Today, I have absolutely zero interest in trying to sell my music as an end product. In my experience, concern over how many ‘units’ you have shifted (physical or digital) and taking that as some kind of measure of success can only ever impact negatively on the relationship you have with your own music, the relationships you have with those you make music with and, ultimately, on the music itself.
This week’s Industry Studies session was taken by guest speaker Stefan Gordon. Stefan had been a member of the 90s/2000s, Anglo/American, male/female, rock/hip-hop band Brassy. Although I’d never heard of them, Brassy had enjoyed some American chart success and a substantial number of syncs for film, TV and advertising.

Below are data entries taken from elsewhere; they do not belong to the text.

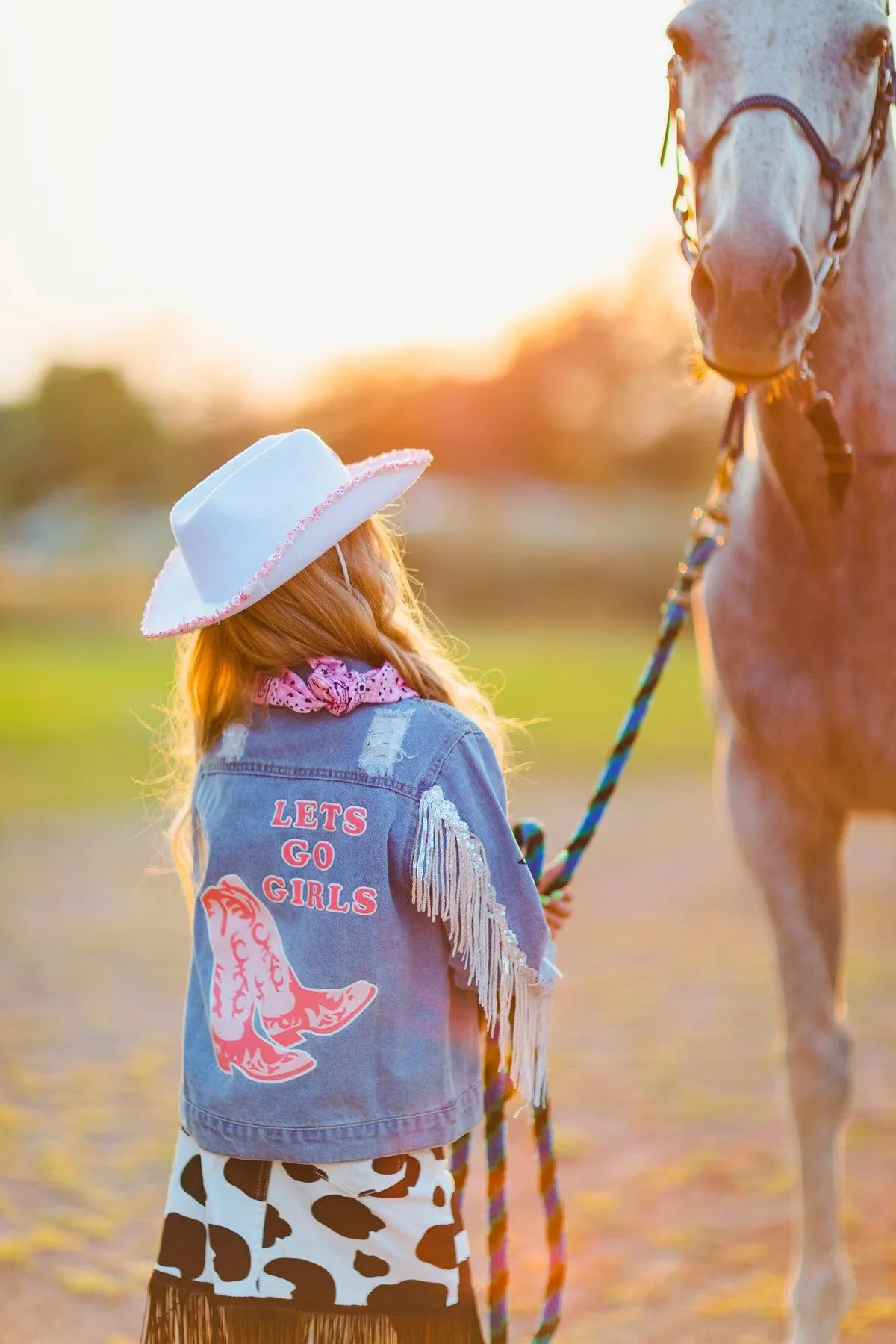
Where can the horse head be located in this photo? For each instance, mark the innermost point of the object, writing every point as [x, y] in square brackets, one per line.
[777, 104]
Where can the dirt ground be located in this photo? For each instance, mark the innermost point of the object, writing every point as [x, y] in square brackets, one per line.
[668, 1090]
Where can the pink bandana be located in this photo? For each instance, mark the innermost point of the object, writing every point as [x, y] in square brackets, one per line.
[332, 687]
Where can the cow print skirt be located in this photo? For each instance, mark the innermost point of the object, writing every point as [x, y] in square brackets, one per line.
[290, 1253]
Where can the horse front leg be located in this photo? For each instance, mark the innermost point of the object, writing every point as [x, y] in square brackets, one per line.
[791, 844]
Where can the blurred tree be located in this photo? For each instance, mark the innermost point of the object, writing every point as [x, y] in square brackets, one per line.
[594, 394]
[82, 429]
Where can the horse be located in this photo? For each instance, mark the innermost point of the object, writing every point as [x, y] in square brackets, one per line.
[775, 102]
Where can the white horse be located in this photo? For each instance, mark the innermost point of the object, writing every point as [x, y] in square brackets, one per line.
[800, 608]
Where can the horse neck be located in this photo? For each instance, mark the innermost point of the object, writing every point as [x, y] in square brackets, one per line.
[853, 356]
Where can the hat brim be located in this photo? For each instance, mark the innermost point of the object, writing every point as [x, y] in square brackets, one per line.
[175, 605]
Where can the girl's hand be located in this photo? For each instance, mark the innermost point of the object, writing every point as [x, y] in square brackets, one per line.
[559, 910]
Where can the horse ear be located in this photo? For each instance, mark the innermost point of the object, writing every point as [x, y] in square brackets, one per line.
[673, 111]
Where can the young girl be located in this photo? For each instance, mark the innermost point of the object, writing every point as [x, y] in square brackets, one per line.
[358, 902]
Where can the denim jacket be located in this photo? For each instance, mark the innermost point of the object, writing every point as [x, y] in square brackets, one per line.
[359, 900]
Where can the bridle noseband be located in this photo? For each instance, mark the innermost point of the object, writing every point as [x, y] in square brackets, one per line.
[847, 183]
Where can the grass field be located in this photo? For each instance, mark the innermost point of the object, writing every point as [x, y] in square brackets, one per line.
[77, 710]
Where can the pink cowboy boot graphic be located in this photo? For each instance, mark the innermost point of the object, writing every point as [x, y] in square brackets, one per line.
[252, 969]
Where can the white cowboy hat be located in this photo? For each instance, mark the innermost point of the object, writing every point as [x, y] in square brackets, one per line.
[260, 519]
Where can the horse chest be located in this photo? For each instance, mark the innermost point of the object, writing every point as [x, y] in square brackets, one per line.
[803, 665]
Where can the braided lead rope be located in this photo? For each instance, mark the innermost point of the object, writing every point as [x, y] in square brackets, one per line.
[497, 1089]
[709, 529]
[555, 1228]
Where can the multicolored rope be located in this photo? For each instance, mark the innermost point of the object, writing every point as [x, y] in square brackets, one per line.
[709, 527]
[497, 1089]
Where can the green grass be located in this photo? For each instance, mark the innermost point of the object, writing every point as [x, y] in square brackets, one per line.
[74, 707]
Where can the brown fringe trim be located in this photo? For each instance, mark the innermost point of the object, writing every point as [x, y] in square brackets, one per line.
[181, 1312]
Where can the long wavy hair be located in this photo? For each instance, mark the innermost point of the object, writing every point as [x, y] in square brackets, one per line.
[311, 616]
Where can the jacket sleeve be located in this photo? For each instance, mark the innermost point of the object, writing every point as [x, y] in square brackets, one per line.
[467, 873]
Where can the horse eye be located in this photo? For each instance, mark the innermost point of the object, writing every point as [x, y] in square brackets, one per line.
[872, 46]
[682, 43]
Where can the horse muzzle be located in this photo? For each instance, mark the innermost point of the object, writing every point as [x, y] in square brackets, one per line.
[754, 305]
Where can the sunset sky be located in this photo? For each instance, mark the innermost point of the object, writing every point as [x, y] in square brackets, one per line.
[238, 193]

Stefan’s story is very interesting but try as he might, he couldn’t paint a positive picture of his experiences in the ‘industry’. Tales of sharks, tossers and unpaid tax bills abound. As we all know, the music industry is in terminal flux and the traditional model record companies are, well, fucked basically. However, on hearing about desperate, major label style tac-tics such as 360 deals discussed in today’s session, it seems that the sharks and tossers are still lurking and sniffing out fresh blood. Fledgling artists signing one of these contracts are possibly far worse off than with the traditional record companies’ ‘instant huge debt’ deal.
If your aim is to make a living through the music you make (the word is monetize, I believe), there’s a whole spectrum of strategy, manifesto and opinion out there (see Andrew Dubber, Gerd Leonhard, Bobby Owsinski) but far too wide ranging to discuss here.
The DIY approach is now more doable than ever and, in my opinion, is the only way to go but, take it from me, you’ll still have to remember to pay your tax bill.